Highly efficient self-healable and dual responsive hydrogel-based deformable triboelectric nanogenerators for wearable electronics

Abstract

Self-healable soft conductors, which can withstand certain degrees of deformation and can recover from damage spontaneously, are essential for wearable applications. In this work, a soft hydrogel based self-healing triboelectric nanogenerator (HS-TENG), which is highly deformable, and both mechanically and electrically self-healable, has been successfully fabricated from a poly(vinyl alcohol)/agarose hydrogel. The incorporation of photothermally active polydopamine particles and multiwalled carbon nanotubes (MWCNTs) allows the HS-TENG to be physically self-healed in ∼1 min upon exposure to near-infrared (NIR) light. At the same time, the chemical self-healing of the HS-TENG can be triggered by water spraying at 25 °C when introducing water-active dynamic borate bonds into the hydrogel.
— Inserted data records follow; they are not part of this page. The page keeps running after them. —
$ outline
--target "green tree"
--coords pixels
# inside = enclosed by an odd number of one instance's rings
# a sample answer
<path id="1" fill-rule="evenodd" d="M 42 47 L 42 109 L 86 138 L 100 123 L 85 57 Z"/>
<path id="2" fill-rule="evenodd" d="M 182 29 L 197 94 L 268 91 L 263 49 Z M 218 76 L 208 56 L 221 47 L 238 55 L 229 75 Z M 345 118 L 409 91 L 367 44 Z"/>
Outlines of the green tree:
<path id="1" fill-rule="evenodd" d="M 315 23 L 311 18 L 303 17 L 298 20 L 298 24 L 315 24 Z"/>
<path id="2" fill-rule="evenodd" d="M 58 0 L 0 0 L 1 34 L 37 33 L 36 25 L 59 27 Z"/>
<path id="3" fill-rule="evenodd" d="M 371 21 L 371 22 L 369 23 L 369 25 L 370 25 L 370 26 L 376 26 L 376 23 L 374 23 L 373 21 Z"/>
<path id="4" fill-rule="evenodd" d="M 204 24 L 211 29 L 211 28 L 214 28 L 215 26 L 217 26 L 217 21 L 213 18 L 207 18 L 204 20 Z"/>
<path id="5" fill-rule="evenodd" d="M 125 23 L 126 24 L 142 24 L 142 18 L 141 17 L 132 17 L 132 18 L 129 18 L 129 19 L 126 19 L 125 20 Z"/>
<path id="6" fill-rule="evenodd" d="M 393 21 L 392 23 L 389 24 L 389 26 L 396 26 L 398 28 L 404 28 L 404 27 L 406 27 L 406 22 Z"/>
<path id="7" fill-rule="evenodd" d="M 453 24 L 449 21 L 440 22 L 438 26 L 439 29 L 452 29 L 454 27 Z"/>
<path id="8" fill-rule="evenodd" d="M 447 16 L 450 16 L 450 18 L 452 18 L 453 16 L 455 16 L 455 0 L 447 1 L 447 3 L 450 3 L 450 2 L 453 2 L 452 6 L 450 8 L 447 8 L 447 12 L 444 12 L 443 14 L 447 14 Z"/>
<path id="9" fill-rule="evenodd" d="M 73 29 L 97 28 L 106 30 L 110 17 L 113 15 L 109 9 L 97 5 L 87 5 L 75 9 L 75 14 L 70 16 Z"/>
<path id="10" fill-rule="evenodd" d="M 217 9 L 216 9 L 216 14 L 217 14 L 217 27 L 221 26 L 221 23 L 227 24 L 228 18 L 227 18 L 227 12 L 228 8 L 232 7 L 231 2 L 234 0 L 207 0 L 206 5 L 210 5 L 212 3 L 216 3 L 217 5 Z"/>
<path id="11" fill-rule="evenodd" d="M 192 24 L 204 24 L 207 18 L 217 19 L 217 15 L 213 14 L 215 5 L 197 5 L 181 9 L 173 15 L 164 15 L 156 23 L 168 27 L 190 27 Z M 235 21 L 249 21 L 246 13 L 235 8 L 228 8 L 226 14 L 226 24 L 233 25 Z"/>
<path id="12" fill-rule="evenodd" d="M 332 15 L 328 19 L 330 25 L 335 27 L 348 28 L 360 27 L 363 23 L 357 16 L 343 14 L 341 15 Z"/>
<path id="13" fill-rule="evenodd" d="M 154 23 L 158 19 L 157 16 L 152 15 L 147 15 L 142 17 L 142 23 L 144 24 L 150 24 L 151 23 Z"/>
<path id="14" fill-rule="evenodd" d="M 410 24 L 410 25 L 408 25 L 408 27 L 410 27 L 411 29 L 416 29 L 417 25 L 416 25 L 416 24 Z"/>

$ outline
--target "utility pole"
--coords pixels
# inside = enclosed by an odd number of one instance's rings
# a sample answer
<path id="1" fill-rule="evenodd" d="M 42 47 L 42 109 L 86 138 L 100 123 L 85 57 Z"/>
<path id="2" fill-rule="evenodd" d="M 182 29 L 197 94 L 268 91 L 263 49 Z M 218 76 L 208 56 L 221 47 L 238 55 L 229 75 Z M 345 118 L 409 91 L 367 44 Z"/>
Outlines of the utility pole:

The applicability of the HS-TENG as a soft energy device to harvest human motion energies has been demonstrated. By tapping the HS-TENG with various deformations, the rectified electricity can charge commercial LEDs with sustainable energy. Working in single-electrode mode, the electrical outputs of the HS-TENG in terms of short-circuit transferred charge (Q_sc), open circuit voltage (V_oc) and short-circuit current (I_sc) reach ∼32 nC, ∼95 V and ∼1.5 μA, respectively, and remain stable even with 200% strain since the MWCNTs disperse evenly in the matrix and play the role of conductive fillers in the HS-TENG.